• The Craft of Writing

    R1A - 002 | CCN: 22139

    Rhetoric of Bodily Senses

    Instructor: Kuan Hwa

    4 Units

    How does sense and sentience shape our cultural understanding? Are human senses simply innate or can they themselves be cultivated and altogether transformed by art, technology, beliefs, language, or cultural practices? In this course, we will investigate broad themes of cultural sense and sensibility in art and theories of embodiment. In this multi-sensory classroom environment, we aim to increase both textual and sensory literacy, and demonstrate our critical reading through a series of short essays and weekly writing assignments. We will read a breadth of traditional academic texts as well as visit BAMPFA and conduct close readings of artwork to practice observation and inference, and to supplement our phenomenological studies.

    Some critical questions we will confront in this class include:

    -What are the senses and how many are there? According to whom? What are the argumentative means that various writers use to identify the senses and how might these means restrict or enable their definition or even their abilities?

    -Do media and sensual objects like film or MSG correspond only to particular organs like the eye and tongue, or do they direct themselves to an integrated sensorium? How do media or sensual objects habituate the senses and therefore educate us or produce certain subjectivities and dispositions through their formal qualities and affordances?

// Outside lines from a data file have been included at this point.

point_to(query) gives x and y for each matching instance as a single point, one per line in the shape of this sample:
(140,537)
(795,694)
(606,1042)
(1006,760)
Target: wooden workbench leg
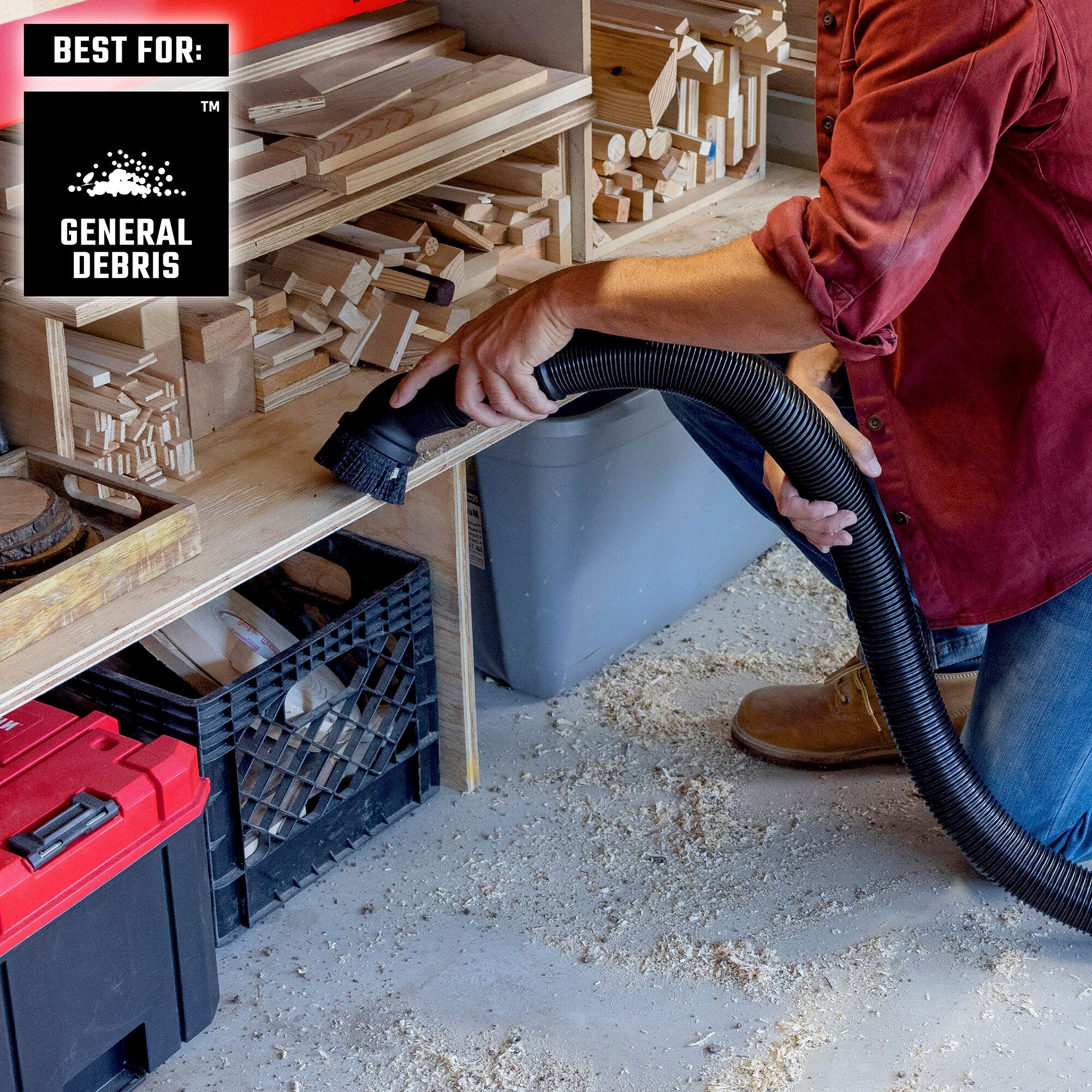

    -What are the senses across different socio-historical, cultural, and material contexts, and why might they be construed in the way that they are?

    -If each sense is characteristically different, what specifically can be learned from each? Does sensory knowledge carry over into other forms of thought and if so in what ways?

    -What is the role of both notation and representation in sensing the world?

    Readings include short textual selections from Leonado Da Vinci, René Descartes, Friedrich von Schiller, Sigmund Freud, Walter Benjamin, Henri Bergson, Maurice Merleau-Ponty, Georg Simmel, Pierre Bourdieu, Yuasa Yasuo, J. J. Gibson, Constance Classen, Jonathan Crary, Svetlana Alpers, Arindum Dutta, Daniel HellerRoazen, David Howes, and Jacques Rancière. Contemporary artworks include selections from Meret Oppenheim, Mona Hatoum, Lorna Simpson, Christian Marclay, Bruce Nauman, Nam June Paik, Joseph Kosuth, Anish Kapoor, Nikki S. Lee, and Samira Yamin.